Analysis of the audio recording has revealed the capture of some vocal anomalies I have not yet found an explanation for. Video analysis shows Glimmer physically reacting to something we could not see or hear. It is unknown at this time if she was responding to spirit activity or some kind of outdoor stimuli we did not see or hear, or if her high anxiety was the causes of her responses. Thus, I cannot state conclusively that Glimmer is sensitive to spirit activity, or that she responds to said activity. However, there is no denying that she did have reactions to something, and that whatever she was reacting to was strong enough to keep her in a state of high anxiety and nervousness for nearly three hours.

Based on these findings – and to determine whether or not Glimmer’s behavior was a result of the stimuli in the environment – further testing in the same location seems to be in order, in the hope that familiarity with the environment will generate a calmer state, and thus, more conclusive results.

We would like to extend our sincere appreciation and gratitude to the homeowners for granting us access to their home while they were at work, and for allowing me to bring Glimmer into their home.  We also want to extend our thanks to them for their hospitality and kindness during the reveal the following day.  We definitely look forward to working with them again in the near future.

Date:   Apr. 5, 2014

Location:  Baker Memorial Sanitorium (a.k.a. Baker Park)

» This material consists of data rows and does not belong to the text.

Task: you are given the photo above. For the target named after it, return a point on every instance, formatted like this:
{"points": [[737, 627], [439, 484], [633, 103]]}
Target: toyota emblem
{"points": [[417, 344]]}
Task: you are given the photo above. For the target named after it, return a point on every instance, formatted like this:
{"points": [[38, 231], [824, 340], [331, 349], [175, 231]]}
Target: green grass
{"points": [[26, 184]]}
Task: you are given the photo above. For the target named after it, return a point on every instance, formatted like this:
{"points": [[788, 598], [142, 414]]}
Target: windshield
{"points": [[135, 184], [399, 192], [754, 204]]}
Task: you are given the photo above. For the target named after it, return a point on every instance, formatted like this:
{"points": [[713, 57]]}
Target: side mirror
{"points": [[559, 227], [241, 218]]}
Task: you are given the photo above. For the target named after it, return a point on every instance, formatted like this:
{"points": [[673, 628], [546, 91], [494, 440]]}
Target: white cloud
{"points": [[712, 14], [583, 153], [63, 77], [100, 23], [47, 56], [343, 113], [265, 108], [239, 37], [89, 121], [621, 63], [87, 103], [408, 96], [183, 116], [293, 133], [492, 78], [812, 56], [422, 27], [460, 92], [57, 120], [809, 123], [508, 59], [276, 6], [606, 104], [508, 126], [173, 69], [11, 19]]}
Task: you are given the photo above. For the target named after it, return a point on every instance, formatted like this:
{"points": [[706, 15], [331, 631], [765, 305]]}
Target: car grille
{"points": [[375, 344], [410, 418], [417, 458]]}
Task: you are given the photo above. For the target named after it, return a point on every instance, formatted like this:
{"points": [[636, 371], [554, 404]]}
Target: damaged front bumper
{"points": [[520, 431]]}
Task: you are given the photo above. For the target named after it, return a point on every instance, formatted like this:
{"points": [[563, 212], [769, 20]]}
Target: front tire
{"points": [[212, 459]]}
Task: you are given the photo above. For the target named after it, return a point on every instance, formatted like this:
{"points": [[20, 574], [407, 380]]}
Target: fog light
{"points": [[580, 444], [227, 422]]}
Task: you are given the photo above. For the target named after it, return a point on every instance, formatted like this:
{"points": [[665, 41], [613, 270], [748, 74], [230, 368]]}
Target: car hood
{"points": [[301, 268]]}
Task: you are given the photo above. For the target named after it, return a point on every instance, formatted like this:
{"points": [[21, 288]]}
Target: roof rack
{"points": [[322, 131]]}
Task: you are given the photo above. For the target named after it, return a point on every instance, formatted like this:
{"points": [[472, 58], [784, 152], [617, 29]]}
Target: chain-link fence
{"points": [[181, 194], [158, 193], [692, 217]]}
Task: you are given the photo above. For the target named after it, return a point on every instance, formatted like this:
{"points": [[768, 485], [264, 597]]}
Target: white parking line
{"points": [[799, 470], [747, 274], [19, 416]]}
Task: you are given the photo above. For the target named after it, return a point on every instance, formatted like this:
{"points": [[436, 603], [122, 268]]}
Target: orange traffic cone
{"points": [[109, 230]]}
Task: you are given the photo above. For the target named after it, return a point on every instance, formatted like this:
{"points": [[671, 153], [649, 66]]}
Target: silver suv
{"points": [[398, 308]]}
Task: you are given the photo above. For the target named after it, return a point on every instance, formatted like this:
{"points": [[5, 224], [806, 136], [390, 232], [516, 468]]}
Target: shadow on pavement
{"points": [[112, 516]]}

Claims:   Many visitors have reported feeling watched, and experiencing uneasiness, heaviness and an overall “creepy vibe”.  Some visitors have also reported taking their dogs through the park and the dogs suddenly freezing in place and refusing to move.

In July of 2012, an investigation was conducted at Baker Memorial Sanitorium, known today as Baker Park.  The investigation was cut short due to being swarmed by mosquitoes, but because of what both I and now-former member Michelle experienced during our time there, there was never any doubt that a second investigation would be conducted.  On April 5, 2014, the entire Wolf Paranormal team is going to do just that.

Background Story

The Central Alberta Sanatorium – renamed the Baker Memorial Sanatorium in 1950, after Dr. A.H. Baker, who served as Director for thirty years – was established in 1920 in Robertson, which was near Calgary.  It was built specifically to house tubercular civilians and WWI veterans who were transferred from Frank, Alberta.  From 1942 to 1945 the center also treated Japanese evacuees.

By 1960, the sanatorium was beginning to empty out completely. In 1961, some rooms were converted to make room for severely mentally-challenged patients. In 1962, the Baker Center was added to the facility as an extension of Alberta School Hospital for the treatment of mentally disabled children. In 1974, the program expanded to include mentally disabled adults. In 1975, the Baker Center separated from the sanatorium. By 1980, though the Baker Center continued to operate, the sanatorium was permanently closed. There was no further need for the services it was providing, as tuberculosis patients were transferred to the Foothills Hospital.

In 1989, Alberta Public Works, Supply, and Services demolished the buildings, as there were no more tuberculosis patients to treat.

During its years of operation, the Baker Sanatorium saw approximately 10,000 patients. While it is known that many patients died in the center, it is unclear at this point how many of those deaths were specifically attributed to tuberculosis.

The Plan

At this time, Glimmer is unavailable for investigative work.  She is currently in rehabilitation therapy due to the development of some fear issues.  However, because some of the claims about this location involve unusual reactions in dogs, it is important to try to recreate those occurrences.  Robyn has agreed to allow her dog, Rosco, to attend the investigation in Glimmer’s stead.  We have used him before, and he has proven to be very calm-submissive even in the presence of stimuli unseen and unheard by us.  This will be his second investigation.